O MCTI entende que o desenvolvimento pleno da cadeia produtiva exigirá medidas adicionais. “Se o projeto for entendido como suficiente, a gente continua na situação atual”, alertou Rodrigues, ao destacar que o Brasil ainda enfrenta limitações estruturais para avançar nas etapas de maior valor agregado.
A avaliação da pasta é que o projeto em tramitação deve ser visto como ponto de partida para uma agenda mais ampla. “Ele não é o fim da discussão. É o início”, disse.

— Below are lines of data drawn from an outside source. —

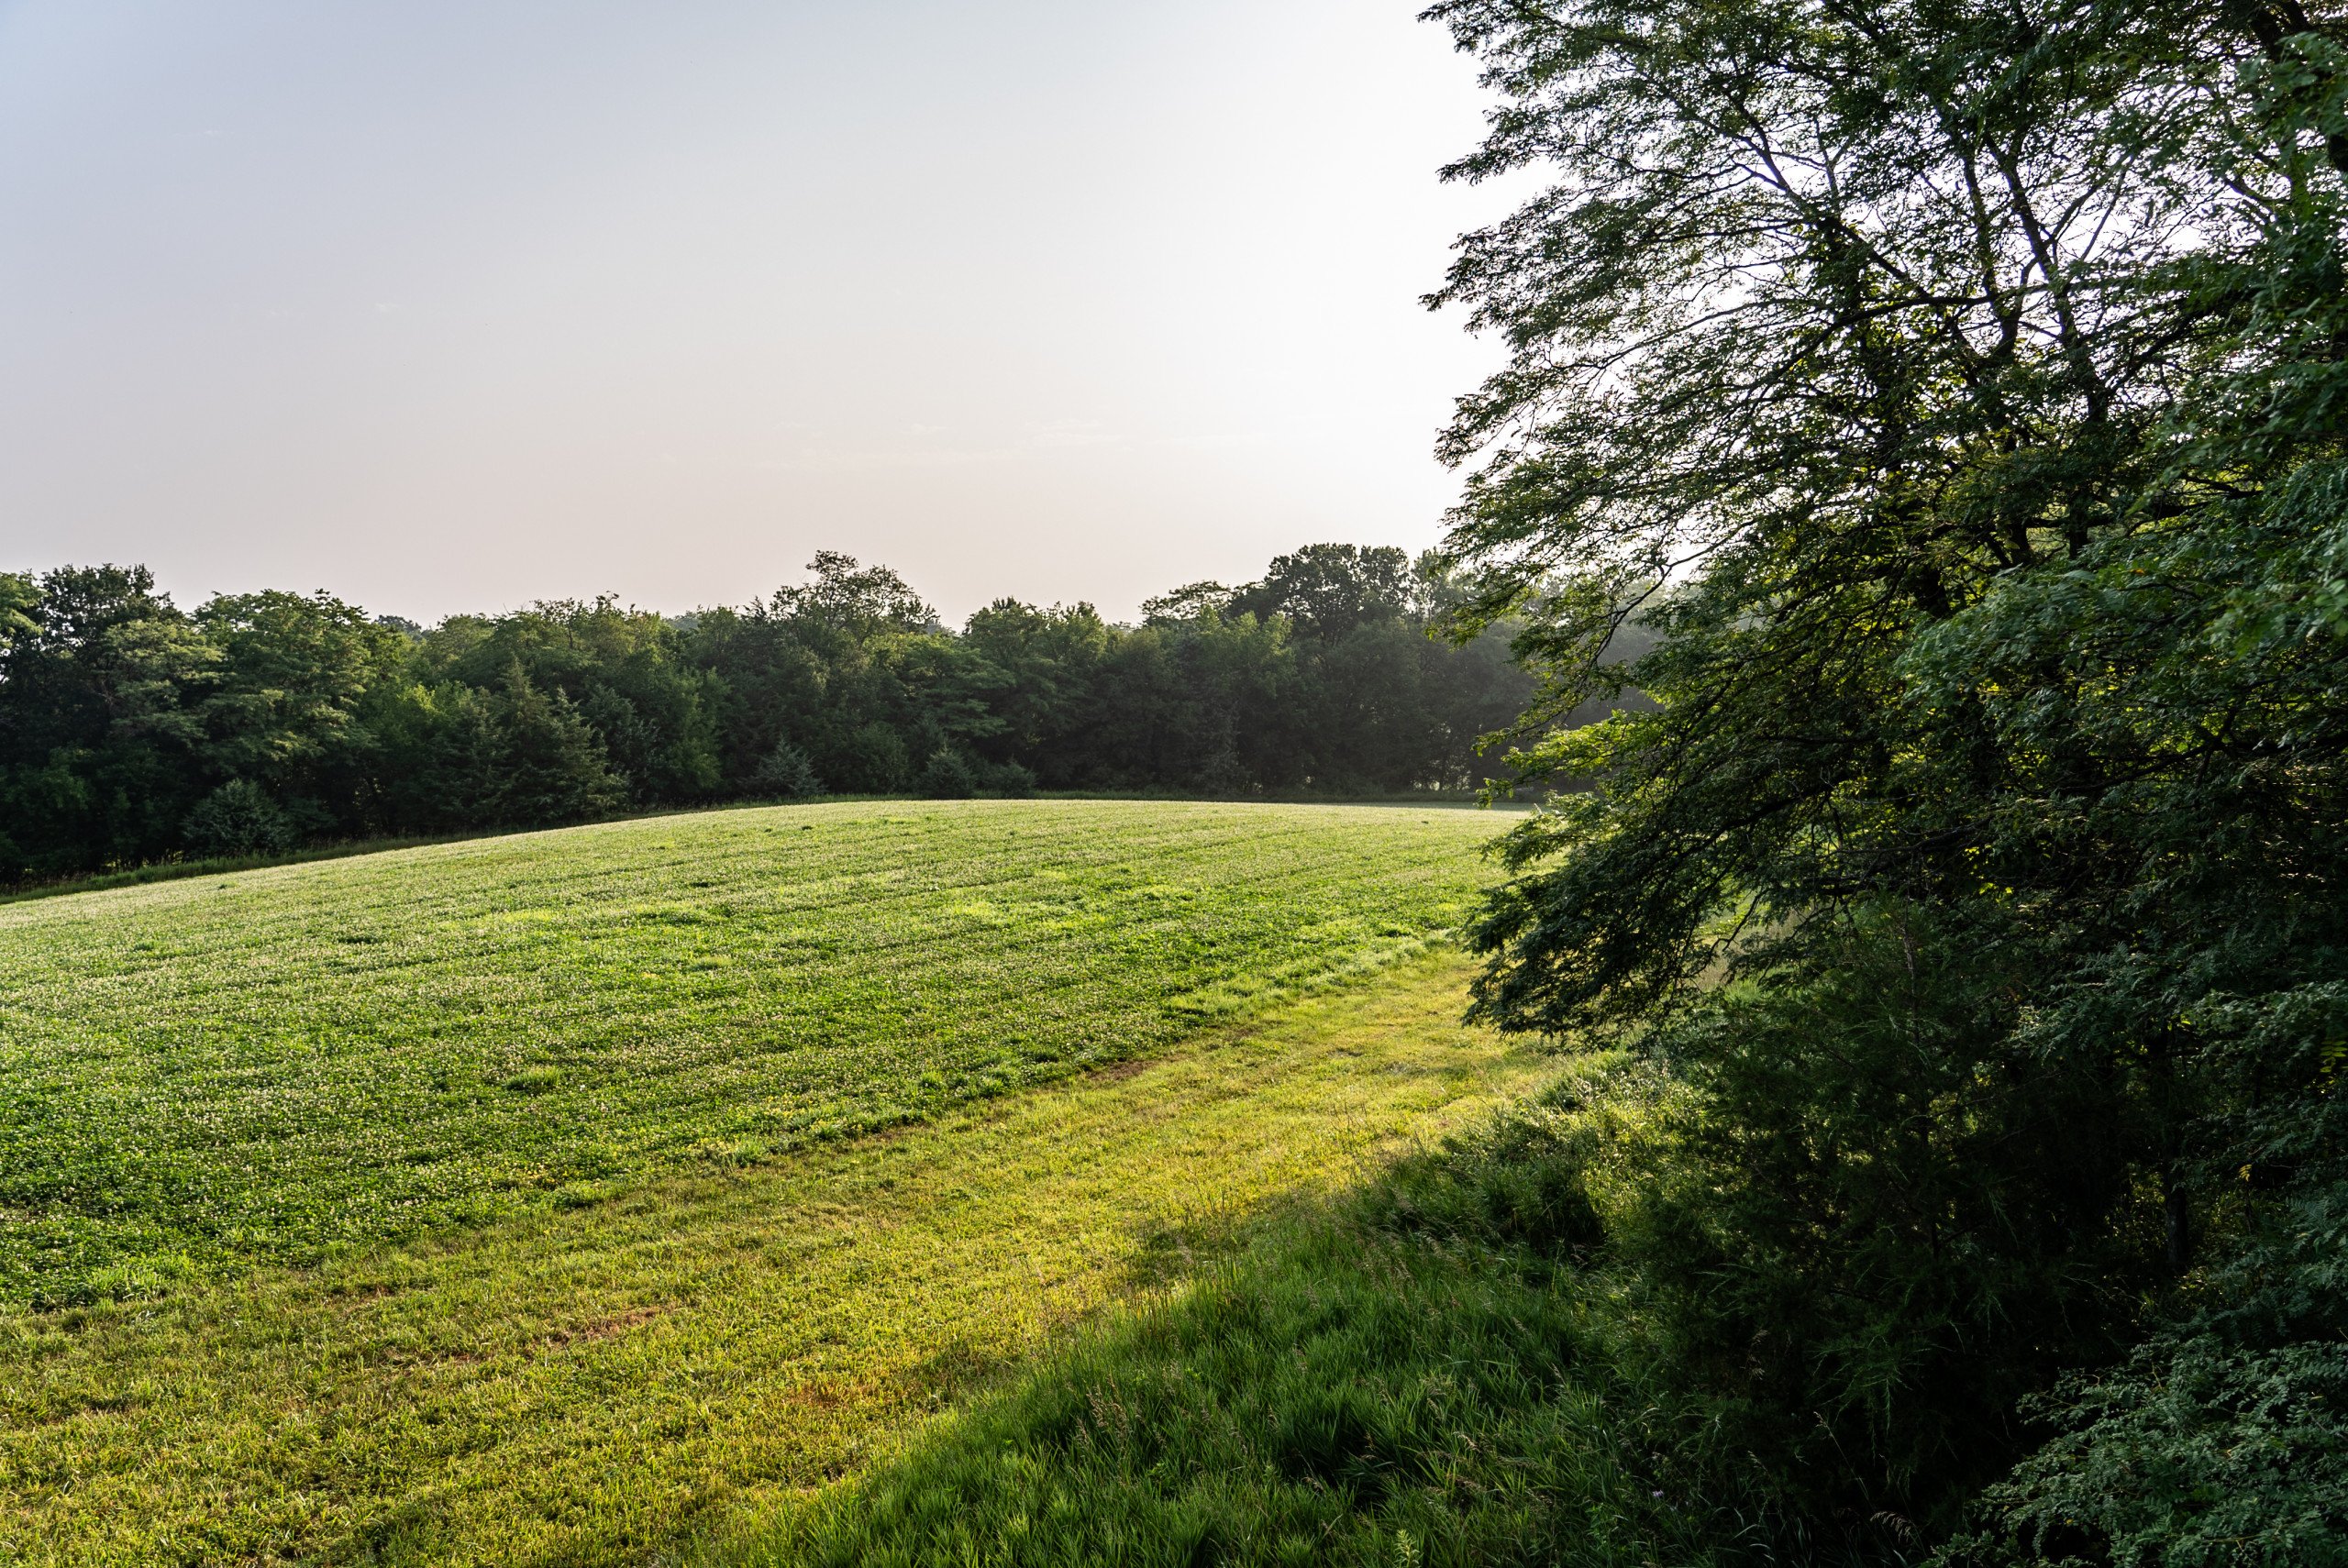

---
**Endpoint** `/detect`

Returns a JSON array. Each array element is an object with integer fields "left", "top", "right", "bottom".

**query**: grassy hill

[
  {"left": 0, "top": 800, "right": 1547, "bottom": 1565},
  {"left": 0, "top": 800, "right": 1496, "bottom": 1309}
]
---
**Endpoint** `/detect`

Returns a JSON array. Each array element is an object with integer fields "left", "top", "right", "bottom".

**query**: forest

[{"left": 0, "top": 543, "right": 1534, "bottom": 881}]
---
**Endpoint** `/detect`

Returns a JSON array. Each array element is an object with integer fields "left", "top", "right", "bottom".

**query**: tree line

[{"left": 0, "top": 544, "right": 1533, "bottom": 882}]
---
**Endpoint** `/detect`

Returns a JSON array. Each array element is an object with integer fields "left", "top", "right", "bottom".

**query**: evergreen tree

[
  {"left": 182, "top": 778, "right": 295, "bottom": 858},
  {"left": 748, "top": 738, "right": 825, "bottom": 799},
  {"left": 487, "top": 662, "right": 625, "bottom": 827}
]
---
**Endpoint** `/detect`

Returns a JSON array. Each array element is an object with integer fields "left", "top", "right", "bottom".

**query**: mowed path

[{"left": 0, "top": 956, "right": 1542, "bottom": 1567}]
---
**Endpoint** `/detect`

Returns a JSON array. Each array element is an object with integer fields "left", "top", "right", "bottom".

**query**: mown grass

[
  {"left": 711, "top": 1064, "right": 1751, "bottom": 1568},
  {"left": 0, "top": 833, "right": 481, "bottom": 907},
  {"left": 0, "top": 796, "right": 1511, "bottom": 909},
  {"left": 0, "top": 955, "right": 1543, "bottom": 1567},
  {"left": 0, "top": 800, "right": 1498, "bottom": 1308}
]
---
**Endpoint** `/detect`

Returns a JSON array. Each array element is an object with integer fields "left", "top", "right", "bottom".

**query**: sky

[{"left": 0, "top": 1, "right": 1517, "bottom": 626}]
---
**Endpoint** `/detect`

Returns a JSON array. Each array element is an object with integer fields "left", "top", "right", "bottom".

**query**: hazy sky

[{"left": 0, "top": 1, "right": 1513, "bottom": 625}]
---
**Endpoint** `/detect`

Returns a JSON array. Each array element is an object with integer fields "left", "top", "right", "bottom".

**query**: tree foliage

[{"left": 1427, "top": 0, "right": 2348, "bottom": 1550}]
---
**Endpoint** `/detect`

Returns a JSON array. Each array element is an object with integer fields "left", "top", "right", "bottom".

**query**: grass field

[
  {"left": 714, "top": 1059, "right": 1731, "bottom": 1568},
  {"left": 0, "top": 955, "right": 1540, "bottom": 1566},
  {"left": 0, "top": 800, "right": 1542, "bottom": 1564},
  {"left": 0, "top": 800, "right": 1499, "bottom": 1309}
]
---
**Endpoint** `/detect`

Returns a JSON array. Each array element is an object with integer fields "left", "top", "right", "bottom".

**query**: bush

[
  {"left": 1945, "top": 1184, "right": 2348, "bottom": 1568},
  {"left": 1952, "top": 1335, "right": 2348, "bottom": 1568},
  {"left": 183, "top": 780, "right": 295, "bottom": 858},
  {"left": 828, "top": 723, "right": 911, "bottom": 794},
  {"left": 980, "top": 759, "right": 1037, "bottom": 798},
  {"left": 1617, "top": 910, "right": 2154, "bottom": 1535},
  {"left": 916, "top": 746, "right": 977, "bottom": 799}
]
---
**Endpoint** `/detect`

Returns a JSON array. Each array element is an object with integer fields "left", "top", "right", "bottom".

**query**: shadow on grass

[{"left": 703, "top": 1077, "right": 1765, "bottom": 1568}]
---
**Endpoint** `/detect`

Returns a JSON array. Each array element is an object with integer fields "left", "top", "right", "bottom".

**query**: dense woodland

[{"left": 0, "top": 544, "right": 1534, "bottom": 881}]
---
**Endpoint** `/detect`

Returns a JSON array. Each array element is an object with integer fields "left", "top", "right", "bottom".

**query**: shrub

[
  {"left": 1944, "top": 1184, "right": 2348, "bottom": 1568},
  {"left": 916, "top": 746, "right": 977, "bottom": 799},
  {"left": 183, "top": 779, "right": 295, "bottom": 858},
  {"left": 980, "top": 759, "right": 1037, "bottom": 798},
  {"left": 828, "top": 723, "right": 911, "bottom": 794},
  {"left": 1614, "top": 910, "right": 2155, "bottom": 1536}
]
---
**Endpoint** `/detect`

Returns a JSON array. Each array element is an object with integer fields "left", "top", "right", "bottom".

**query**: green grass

[
  {"left": 707, "top": 1062, "right": 1746, "bottom": 1568},
  {"left": 0, "top": 800, "right": 1500, "bottom": 1309},
  {"left": 0, "top": 833, "right": 466, "bottom": 906},
  {"left": 0, "top": 795, "right": 1513, "bottom": 909},
  {"left": 0, "top": 954, "right": 1545, "bottom": 1566}
]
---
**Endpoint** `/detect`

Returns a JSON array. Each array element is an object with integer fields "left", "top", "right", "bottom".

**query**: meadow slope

[
  {"left": 0, "top": 955, "right": 1541, "bottom": 1566},
  {"left": 0, "top": 800, "right": 1500, "bottom": 1308}
]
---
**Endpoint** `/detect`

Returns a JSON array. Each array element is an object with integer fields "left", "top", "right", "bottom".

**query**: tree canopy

[{"left": 1429, "top": 0, "right": 2348, "bottom": 1553}]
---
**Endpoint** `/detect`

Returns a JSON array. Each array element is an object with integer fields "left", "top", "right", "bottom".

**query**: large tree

[{"left": 1427, "top": 0, "right": 2348, "bottom": 1545}]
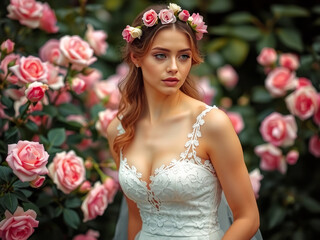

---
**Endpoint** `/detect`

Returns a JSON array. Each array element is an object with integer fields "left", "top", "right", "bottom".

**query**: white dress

[{"left": 118, "top": 105, "right": 224, "bottom": 240}]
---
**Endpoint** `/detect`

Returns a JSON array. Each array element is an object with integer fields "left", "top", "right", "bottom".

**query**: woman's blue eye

[
  {"left": 154, "top": 53, "right": 166, "bottom": 59},
  {"left": 180, "top": 54, "right": 190, "bottom": 60}
]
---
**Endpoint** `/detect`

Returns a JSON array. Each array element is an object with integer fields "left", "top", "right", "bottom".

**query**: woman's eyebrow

[{"left": 151, "top": 47, "right": 191, "bottom": 52}]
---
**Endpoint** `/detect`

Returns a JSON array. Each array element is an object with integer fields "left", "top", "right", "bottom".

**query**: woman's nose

[{"left": 167, "top": 57, "right": 178, "bottom": 73}]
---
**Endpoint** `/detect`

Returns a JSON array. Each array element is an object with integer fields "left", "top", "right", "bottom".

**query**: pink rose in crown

[
  {"left": 255, "top": 143, "right": 287, "bottom": 174},
  {"left": 85, "top": 24, "right": 108, "bottom": 56},
  {"left": 142, "top": 9, "right": 158, "bottom": 27},
  {"left": 249, "top": 168, "right": 263, "bottom": 199},
  {"left": 39, "top": 3, "right": 59, "bottom": 33},
  {"left": 0, "top": 54, "right": 20, "bottom": 84},
  {"left": 226, "top": 112, "right": 244, "bottom": 134},
  {"left": 309, "top": 135, "right": 320, "bottom": 157},
  {"left": 81, "top": 182, "right": 109, "bottom": 222},
  {"left": 1, "top": 39, "right": 15, "bottom": 54},
  {"left": 0, "top": 206, "right": 38, "bottom": 240},
  {"left": 6, "top": 140, "right": 49, "bottom": 182},
  {"left": 217, "top": 64, "right": 238, "bottom": 89},
  {"left": 48, "top": 150, "right": 85, "bottom": 194},
  {"left": 190, "top": 13, "right": 208, "bottom": 40},
  {"left": 39, "top": 39, "right": 61, "bottom": 64},
  {"left": 265, "top": 67, "right": 296, "bottom": 97},
  {"left": 95, "top": 109, "right": 118, "bottom": 138},
  {"left": 259, "top": 112, "right": 297, "bottom": 147},
  {"left": 257, "top": 47, "right": 277, "bottom": 66},
  {"left": 73, "top": 229, "right": 100, "bottom": 240},
  {"left": 158, "top": 9, "right": 176, "bottom": 24},
  {"left": 58, "top": 35, "right": 97, "bottom": 70},
  {"left": 178, "top": 10, "right": 190, "bottom": 22},
  {"left": 122, "top": 25, "right": 134, "bottom": 43},
  {"left": 9, "top": 56, "right": 48, "bottom": 84},
  {"left": 285, "top": 86, "right": 319, "bottom": 120},
  {"left": 279, "top": 53, "right": 299, "bottom": 71},
  {"left": 7, "top": 0, "right": 43, "bottom": 29},
  {"left": 25, "top": 81, "right": 48, "bottom": 102}
]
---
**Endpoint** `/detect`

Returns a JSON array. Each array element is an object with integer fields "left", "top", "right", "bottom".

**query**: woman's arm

[{"left": 204, "top": 108, "right": 259, "bottom": 240}]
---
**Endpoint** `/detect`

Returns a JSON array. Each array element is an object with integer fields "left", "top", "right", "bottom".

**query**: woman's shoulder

[{"left": 106, "top": 115, "right": 121, "bottom": 143}]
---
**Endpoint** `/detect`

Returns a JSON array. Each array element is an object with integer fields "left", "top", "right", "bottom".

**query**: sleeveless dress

[{"left": 118, "top": 105, "right": 224, "bottom": 240}]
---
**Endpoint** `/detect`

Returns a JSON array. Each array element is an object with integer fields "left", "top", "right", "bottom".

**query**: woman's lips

[{"left": 162, "top": 78, "right": 179, "bottom": 87}]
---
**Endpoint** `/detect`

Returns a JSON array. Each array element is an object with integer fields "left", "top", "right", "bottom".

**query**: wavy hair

[{"left": 113, "top": 4, "right": 204, "bottom": 155}]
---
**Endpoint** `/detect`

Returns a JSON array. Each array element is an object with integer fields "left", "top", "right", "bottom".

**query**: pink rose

[
  {"left": 142, "top": 9, "right": 158, "bottom": 27},
  {"left": 190, "top": 13, "right": 208, "bottom": 40},
  {"left": 30, "top": 175, "right": 46, "bottom": 188},
  {"left": 78, "top": 69, "right": 102, "bottom": 89},
  {"left": 227, "top": 112, "right": 244, "bottom": 134},
  {"left": 255, "top": 143, "right": 287, "bottom": 174},
  {"left": 103, "top": 177, "right": 119, "bottom": 203},
  {"left": 257, "top": 47, "right": 277, "bottom": 66},
  {"left": 94, "top": 77, "right": 121, "bottom": 109},
  {"left": 296, "top": 77, "right": 312, "bottom": 89},
  {"left": 6, "top": 141, "right": 49, "bottom": 182},
  {"left": 58, "top": 35, "right": 97, "bottom": 70},
  {"left": 46, "top": 62, "right": 64, "bottom": 90},
  {"left": 7, "top": 0, "right": 43, "bottom": 29},
  {"left": 286, "top": 150, "right": 299, "bottom": 165},
  {"left": 79, "top": 180, "right": 92, "bottom": 193},
  {"left": 0, "top": 54, "right": 20, "bottom": 84},
  {"left": 197, "top": 76, "right": 215, "bottom": 105},
  {"left": 72, "top": 77, "right": 86, "bottom": 94},
  {"left": 313, "top": 94, "right": 320, "bottom": 126},
  {"left": 1, "top": 39, "right": 15, "bottom": 54},
  {"left": 95, "top": 109, "right": 118, "bottom": 138},
  {"left": 122, "top": 25, "right": 134, "bottom": 43},
  {"left": 39, "top": 3, "right": 59, "bottom": 33},
  {"left": 249, "top": 168, "right": 263, "bottom": 199},
  {"left": 9, "top": 56, "right": 48, "bottom": 84},
  {"left": 265, "top": 67, "right": 296, "bottom": 97},
  {"left": 309, "top": 135, "right": 320, "bottom": 157},
  {"left": 0, "top": 206, "right": 38, "bottom": 240},
  {"left": 217, "top": 64, "right": 238, "bottom": 89},
  {"left": 39, "top": 39, "right": 61, "bottom": 64},
  {"left": 178, "top": 10, "right": 190, "bottom": 22},
  {"left": 81, "top": 182, "right": 108, "bottom": 222},
  {"left": 48, "top": 150, "right": 85, "bottom": 194},
  {"left": 279, "top": 53, "right": 299, "bottom": 71},
  {"left": 73, "top": 229, "right": 100, "bottom": 240},
  {"left": 49, "top": 89, "right": 72, "bottom": 106},
  {"left": 85, "top": 24, "right": 108, "bottom": 56},
  {"left": 158, "top": 9, "right": 176, "bottom": 24},
  {"left": 259, "top": 112, "right": 297, "bottom": 147},
  {"left": 285, "top": 86, "right": 319, "bottom": 120},
  {"left": 25, "top": 81, "right": 48, "bottom": 102}
]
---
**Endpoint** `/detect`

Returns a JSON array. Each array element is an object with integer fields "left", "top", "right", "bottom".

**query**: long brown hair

[{"left": 113, "top": 4, "right": 204, "bottom": 155}]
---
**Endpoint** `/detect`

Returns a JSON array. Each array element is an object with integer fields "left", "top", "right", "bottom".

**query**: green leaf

[
  {"left": 67, "top": 133, "right": 84, "bottom": 144},
  {"left": 48, "top": 128, "right": 66, "bottom": 147},
  {"left": 276, "top": 28, "right": 303, "bottom": 52},
  {"left": 1, "top": 95, "right": 13, "bottom": 108},
  {"left": 54, "top": 206, "right": 63, "bottom": 217},
  {"left": 48, "top": 147, "right": 62, "bottom": 155},
  {"left": 13, "top": 180, "right": 30, "bottom": 189},
  {"left": 0, "top": 166, "right": 13, "bottom": 182},
  {"left": 300, "top": 195, "right": 320, "bottom": 213},
  {"left": 58, "top": 103, "right": 82, "bottom": 116},
  {"left": 4, "top": 127, "right": 19, "bottom": 143},
  {"left": 63, "top": 208, "right": 80, "bottom": 229},
  {"left": 207, "top": 38, "right": 228, "bottom": 52},
  {"left": 39, "top": 135, "right": 50, "bottom": 146},
  {"left": 3, "top": 193, "right": 18, "bottom": 214},
  {"left": 271, "top": 4, "right": 309, "bottom": 18},
  {"left": 23, "top": 202, "right": 41, "bottom": 215},
  {"left": 231, "top": 26, "right": 261, "bottom": 41},
  {"left": 36, "top": 192, "right": 54, "bottom": 208},
  {"left": 225, "top": 12, "right": 255, "bottom": 24},
  {"left": 221, "top": 38, "right": 249, "bottom": 66},
  {"left": 256, "top": 33, "right": 276, "bottom": 52},
  {"left": 90, "top": 104, "right": 105, "bottom": 119},
  {"left": 43, "top": 105, "right": 58, "bottom": 117},
  {"left": 251, "top": 86, "right": 273, "bottom": 103},
  {"left": 25, "top": 120, "right": 39, "bottom": 132},
  {"left": 268, "top": 205, "right": 286, "bottom": 229},
  {"left": 208, "top": 0, "right": 233, "bottom": 13},
  {"left": 65, "top": 197, "right": 82, "bottom": 208}
]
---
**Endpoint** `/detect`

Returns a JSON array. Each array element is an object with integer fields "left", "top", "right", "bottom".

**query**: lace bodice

[{"left": 118, "top": 105, "right": 223, "bottom": 239}]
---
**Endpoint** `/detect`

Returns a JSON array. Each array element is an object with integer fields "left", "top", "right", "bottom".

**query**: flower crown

[{"left": 122, "top": 3, "right": 208, "bottom": 43}]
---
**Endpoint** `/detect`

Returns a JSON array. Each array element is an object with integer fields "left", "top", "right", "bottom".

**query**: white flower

[
  {"left": 168, "top": 3, "right": 181, "bottom": 14},
  {"left": 131, "top": 27, "right": 142, "bottom": 39}
]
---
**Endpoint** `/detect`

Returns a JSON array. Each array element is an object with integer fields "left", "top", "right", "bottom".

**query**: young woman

[{"left": 107, "top": 3, "right": 260, "bottom": 240}]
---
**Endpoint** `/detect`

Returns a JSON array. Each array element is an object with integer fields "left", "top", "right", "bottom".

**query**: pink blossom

Para o ministério, a futura política nacional de minerais críticos deve incorporar de forma central a dimensão científica e tecnológica, com metas claras e integração com outras estratégias de desenvolvimento. A expectativa é que, a partir da aprovação do projeto, o debate avance para novas iniciativas capazes de consolidar uma cadeia produtiva mais robusta e menos dependente de tecnologias externas.
Minerais críticos
“Os minerais críticos são fundamentais na economia digital e na transição energética, com aplicações que vão de comunicação crítica a materiais de alto valor tecnológico”, explica Luiz Rodrigues.
Além do potencial geológico, o cenário internacional reforça a importância do tema. Atualmente, a cadeia global de minerais críticos — especialmente no caso das terras raras — é concentrada. “Esse mercado hoje é fortemente concentrado, especialmente na China, o que abre uma oportunidade para o Brasil se posicionar e avançar na cadeia produtiva”, disse.
Apesar das oportunidades, o avanço do País no setor depende de superar gargalos tecnológicos. Segundo Rodrigues, o domínio das etapas mais sofisticadas de processamento ainda é restrito a poucos países, o que limita a capacidade de agregação de valor. Segundo a Agência Internacional de Energia (International Energy Agency, IEA), a China responde por cerca de 91% do refino global de terras raras e cerca de 94% da produção de ímãs permanentes, etapa final de alto valor. “Não é só uma questão de investimento. É preciso investir em ciência, tecnologia e inovação e construir arranjos que deem capacidade ao País de avançar no processamento”, destacou.
Entre os desafios apontados estão a necessidade de ampliar investimentos em pesquisa, fortalecer a articulação com a política industrial e desenvolver modelos institucionais capazes de viabilizar o processamento no País. “Sem ampliar o investimento em ciência, tecnologia e inovação e estruturar arranjos produtivos, não será possível avançar no processamento no Brasil”, afirmou.